Mais il n’y a pas que les grands pardons ; il y a aussi les pardons de tous les jours : dans la vie de couple, dans le travail, entre les membres d’une famille, entre amis, collègues, connaissances. Que faire lorsqu’on découvre que l’on a été trahi par son conjoint ? Pardonner ou se séparer ? C’est une question trop délicate ; on ne peut imposer aucune loi de l’extérieur. La personne doit découvrir en elle-même ce qu’elle doit faire.
Je peux toutefois dire une chose. J’ai connu des cas où la personne offensée a trouvé, dans son amour pour l’autre et l’assistance de la prière, la force de pardonner à son conjoint qui avait eu tort, mais qui était sincèrement repenti. Le mariage était reparti, comme de ses cendres, et avait connu une sorte de nouveau commencement. Personne ne peut certes prétendre que cela advienne, dans un couple, « soixante dix fois sept fois ».
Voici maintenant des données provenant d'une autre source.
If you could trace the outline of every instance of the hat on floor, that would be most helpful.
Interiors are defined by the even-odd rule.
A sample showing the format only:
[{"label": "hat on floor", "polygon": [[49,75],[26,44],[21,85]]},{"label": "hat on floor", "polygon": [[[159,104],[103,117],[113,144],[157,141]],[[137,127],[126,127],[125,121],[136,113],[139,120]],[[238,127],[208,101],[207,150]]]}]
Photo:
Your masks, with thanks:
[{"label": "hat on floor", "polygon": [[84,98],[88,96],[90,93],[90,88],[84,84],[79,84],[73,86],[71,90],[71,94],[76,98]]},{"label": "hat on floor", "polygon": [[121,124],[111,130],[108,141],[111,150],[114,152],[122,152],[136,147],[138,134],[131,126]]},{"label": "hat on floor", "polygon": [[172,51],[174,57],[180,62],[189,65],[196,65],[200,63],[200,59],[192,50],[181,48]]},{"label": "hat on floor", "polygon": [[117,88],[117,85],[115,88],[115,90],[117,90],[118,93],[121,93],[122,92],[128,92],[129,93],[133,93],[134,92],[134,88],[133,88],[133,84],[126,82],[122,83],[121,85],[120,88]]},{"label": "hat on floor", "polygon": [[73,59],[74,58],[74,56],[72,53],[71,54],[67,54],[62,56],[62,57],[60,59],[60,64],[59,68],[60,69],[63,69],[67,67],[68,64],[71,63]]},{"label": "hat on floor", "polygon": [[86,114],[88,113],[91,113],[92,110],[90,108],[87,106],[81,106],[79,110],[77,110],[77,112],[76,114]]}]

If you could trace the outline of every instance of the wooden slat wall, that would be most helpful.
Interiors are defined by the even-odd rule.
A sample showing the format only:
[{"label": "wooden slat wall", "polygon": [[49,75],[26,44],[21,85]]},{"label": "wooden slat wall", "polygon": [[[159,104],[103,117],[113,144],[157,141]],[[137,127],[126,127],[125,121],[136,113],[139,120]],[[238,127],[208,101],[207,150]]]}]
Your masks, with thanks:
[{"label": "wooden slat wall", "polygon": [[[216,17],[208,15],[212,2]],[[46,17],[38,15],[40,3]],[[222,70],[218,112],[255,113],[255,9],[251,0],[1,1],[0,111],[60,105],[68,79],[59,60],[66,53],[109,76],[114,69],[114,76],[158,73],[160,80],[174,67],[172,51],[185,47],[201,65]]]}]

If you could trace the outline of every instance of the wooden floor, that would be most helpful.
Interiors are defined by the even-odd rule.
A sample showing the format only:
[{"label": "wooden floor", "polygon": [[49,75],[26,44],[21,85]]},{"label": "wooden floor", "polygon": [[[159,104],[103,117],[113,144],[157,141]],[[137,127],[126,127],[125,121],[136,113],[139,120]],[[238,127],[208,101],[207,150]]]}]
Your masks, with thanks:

Nous devons être attentifs à ne pas tomber dans un piège. Il y a aussi un risque dans le pardon : celui de développer la mentalité de croire que l’on a toujours quelque chose à pardonner aux autres. Le danger de se croire toujours créditeur de pardon et jamais débiteur. Si nous réfléchissions bien, très souvent, lorsque nous sommes sur le point de dire : « Je te pardonne ! » nous changerions notre attitude et nos paroles et dirions à la personne qui est devant nous : « Pardonne-moi ! » Nous nous rendrions compte que nous aussi avons quelque chose à nous faire pardonner d’elle. Demander pardon est plus important encore que pardonner.